Schlimmer ist in diesem Kontext nur, dass eigentlich jede der Frauen in meinem Bekanntenkreis eine Geschichte davon erzählen kann, dass Freundlichkeit gerne von Männern als Flirtversuch überbewertet werden. Manchmal sogar als Einladung gefährlich fehlinterpretiert. Zu viele nette Gesten werden damit verwechselt, dass es keine Grenzen gibt. Aber jeder Mensch hat Grenzen, wenn diese auch anders liegen, anders zu durchbrechen sind. Doch – und das ist das eigentliche Problem – gerade bei sexueller Gewalt geht es um das Überschreiten von persönlichem Freiraum und damit um Macht und nicht darum „offene Türen einzurennen“.
Where is the poop?
Auch in gleichgeschlechtlichen Bekanntschaften scheint zu viel Freundlichkeit fehl am Platz zu sein.
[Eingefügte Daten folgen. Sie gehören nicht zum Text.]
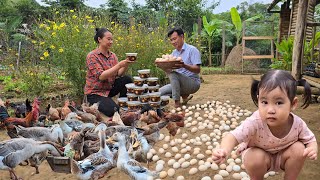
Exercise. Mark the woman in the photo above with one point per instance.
(105, 75)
Mit Misstrauen werden „zu liebe“ Mädels beäugt, und wehe sie sind dann auch noch hübsch und intelligent. Da zwängt sich Robins Frage aus How I Met Your Mother gerade nur so auf: „Where ist the poop?“
Die Ambivalenz im Alltag ist schwer auszuhalten. Eigentlich werden wir zu Nettigkeit erzogen, lernen als Kinder, sehr früh vermeintlich gutes Verhalten, um dann als Erwachsene feststellen zu müssen, dass es im wahrsten Sinne zu viel des Guten gibt. Irgendwie undankbar. Doch nicht nur, dass wir so erzogen wurden: Man möchte es kaum glauben, aber es gibt auch Menschen, die einfach auch gerne nett sind, lächeln, an ihre Mitmenschen denken, weniger nachtragend sind, es lieben´, zu helfen.
Es gibt nichts Gutes, außer man tut es.
Das Problem liegt daran, dass jede Eigenschaft nicht nur für sich steht, sondern diese wiederum beurteilt wird: gut oder schlecht, akzeptiert oder seltsam, männlich oder weiblich. Und auf dieser Metaebene müssen wir auch Bewertungen wie „zu nett“ lesen. Freundlichkeit und jede damit verbundene Geste – vom verständnisvollen Nicken bis zum Vortrag mit Strahlelächeln – ist erstrebenswert UND weiblich. Deshalb werden Männer plötzlich als unsexy verurteilt, sobald sie „zu nett“ sind. Deshalb wird das Mehr an evozierter Weiblichkeit als Konkurrenz wahrgenommen. Deshalb passt zu viel Freundlichkeit nicht in eine kalte, rationale Karrierewelt und wird mit Statusverlust bestraft. Es ist ein veraltetes und doch beständiges Stereotyp, dass Intelligenz nicht mit zu Emotionalität passt. Umgekehrt werden Egoismus und Narzissmus so zu den Gewinnereigenschaften auf den Bühnen unserer Welt.
Das Dilemma zu lösen ist keine einfache Aufgabe. Denn selbst, wenn man sich bewusst fürs Gutsein entscheidet, bedeutet es nicht, dass die Welt sich plötzlich ändert. Doch man selbst setzt sich für seine eigenen Ideale und Vorstellungen ein, für Neudefinitionen von Gender. Und deswegen glaube ich, dass Authentizität – denn der Mensch ist nach meinem Verständnis eben kein Wolf – auf lange Sicht zu mehr Selbstliebe, Größe führt als jedes gespielte Arschloch-Image. Wie schon Erich Kästner sagte: es gibt nichts Gutes, außer man tut es.